You undoubtedly will have the opportunity to try poi during your Hawaii vacation. It’s served at all the luau, often appears as a breakfast staple (like home fries or toast), and is available at all the restaurants that offer Hawaiian fare.
True locals consider poi as their ”staff of life” — the equivalent of bread in the Western diet. It’s often the first prepared food given to infants, regardless of the family’s ethnicity, and those infants grow up without ever losing their taste for the tangy, slightly sour concoction. It becomes an indispensable accompaniment to the lau lau — steaming meat and fish served wrapped in ti leaves — that are the main dishes of the luau, and a lot of us eat it for breakfast in place of cereal, or use it as a dip for appetizers.
Most visitors leave it on their plates without even trying it. It is, after all, a light brown, viscous mass that looks something like wallpaper paste. First timers at least imagine it tastes like wallpaper paste, too, although the mild flavor has its own pleasant character.
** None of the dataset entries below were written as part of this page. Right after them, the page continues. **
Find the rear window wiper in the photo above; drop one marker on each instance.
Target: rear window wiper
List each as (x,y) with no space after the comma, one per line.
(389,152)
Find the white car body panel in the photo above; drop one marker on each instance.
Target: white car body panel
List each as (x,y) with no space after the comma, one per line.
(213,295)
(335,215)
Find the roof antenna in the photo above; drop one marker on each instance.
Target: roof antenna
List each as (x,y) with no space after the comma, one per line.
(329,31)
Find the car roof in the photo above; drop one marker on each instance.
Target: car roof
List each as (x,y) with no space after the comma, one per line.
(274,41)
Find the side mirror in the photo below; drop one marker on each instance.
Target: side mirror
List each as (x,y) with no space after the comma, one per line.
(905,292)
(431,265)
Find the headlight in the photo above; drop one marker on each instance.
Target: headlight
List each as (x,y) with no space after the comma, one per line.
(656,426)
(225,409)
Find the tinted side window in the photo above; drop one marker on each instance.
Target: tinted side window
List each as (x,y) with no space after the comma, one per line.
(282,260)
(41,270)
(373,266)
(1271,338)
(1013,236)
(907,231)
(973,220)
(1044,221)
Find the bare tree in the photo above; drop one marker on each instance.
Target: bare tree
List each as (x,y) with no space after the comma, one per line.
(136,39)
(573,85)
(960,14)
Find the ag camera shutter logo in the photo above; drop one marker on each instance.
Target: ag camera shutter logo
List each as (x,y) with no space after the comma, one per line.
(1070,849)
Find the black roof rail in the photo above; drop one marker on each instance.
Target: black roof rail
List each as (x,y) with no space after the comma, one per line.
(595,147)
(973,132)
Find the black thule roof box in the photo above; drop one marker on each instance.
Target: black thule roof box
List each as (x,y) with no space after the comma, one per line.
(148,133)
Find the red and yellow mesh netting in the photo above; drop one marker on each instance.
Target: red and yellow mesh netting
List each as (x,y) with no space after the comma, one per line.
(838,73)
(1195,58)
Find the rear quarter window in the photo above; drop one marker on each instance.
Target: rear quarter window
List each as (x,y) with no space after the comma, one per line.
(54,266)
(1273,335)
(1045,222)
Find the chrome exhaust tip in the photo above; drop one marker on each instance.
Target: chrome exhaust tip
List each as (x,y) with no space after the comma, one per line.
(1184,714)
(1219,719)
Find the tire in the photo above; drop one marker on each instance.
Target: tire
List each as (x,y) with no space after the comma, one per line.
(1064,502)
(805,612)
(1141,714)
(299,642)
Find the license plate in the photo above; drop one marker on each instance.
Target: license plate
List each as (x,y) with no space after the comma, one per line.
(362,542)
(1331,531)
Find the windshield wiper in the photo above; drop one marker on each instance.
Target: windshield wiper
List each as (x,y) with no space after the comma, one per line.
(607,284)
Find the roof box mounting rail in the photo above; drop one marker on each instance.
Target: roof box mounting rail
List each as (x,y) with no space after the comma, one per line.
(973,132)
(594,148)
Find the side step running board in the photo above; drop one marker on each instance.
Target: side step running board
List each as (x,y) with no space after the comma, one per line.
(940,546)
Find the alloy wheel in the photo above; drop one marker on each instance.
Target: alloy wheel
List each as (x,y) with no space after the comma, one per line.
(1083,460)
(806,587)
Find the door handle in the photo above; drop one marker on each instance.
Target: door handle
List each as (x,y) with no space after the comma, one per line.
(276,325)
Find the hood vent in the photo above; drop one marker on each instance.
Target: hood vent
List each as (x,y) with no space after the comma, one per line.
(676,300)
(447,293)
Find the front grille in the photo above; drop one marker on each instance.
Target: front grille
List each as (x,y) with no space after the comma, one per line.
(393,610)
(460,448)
Actually, the freshly made poi served at most commercial luaus is too bland for us locals. We prefer the stronger flavor of the pulverized root after it has been allowed to ferment for three or four days, then water is added to produce the right consistency.
The thickness of the mixture is a matter of individual taste. That viscosity determines whether it’s one-, two- or three-finger poi. No, we don’t use forks or spoons, even though you probably will at your luau.
Taro root, the solid ingredient of poi, is a good source of calories, calcium and iron, and it provides fiber. Poi’s greatest value as baby food is its hypoallergenic quality. It seems to cause no allergies at all.
Give it a chance while you’re here. We won’t be insulted if you leave most of it behind.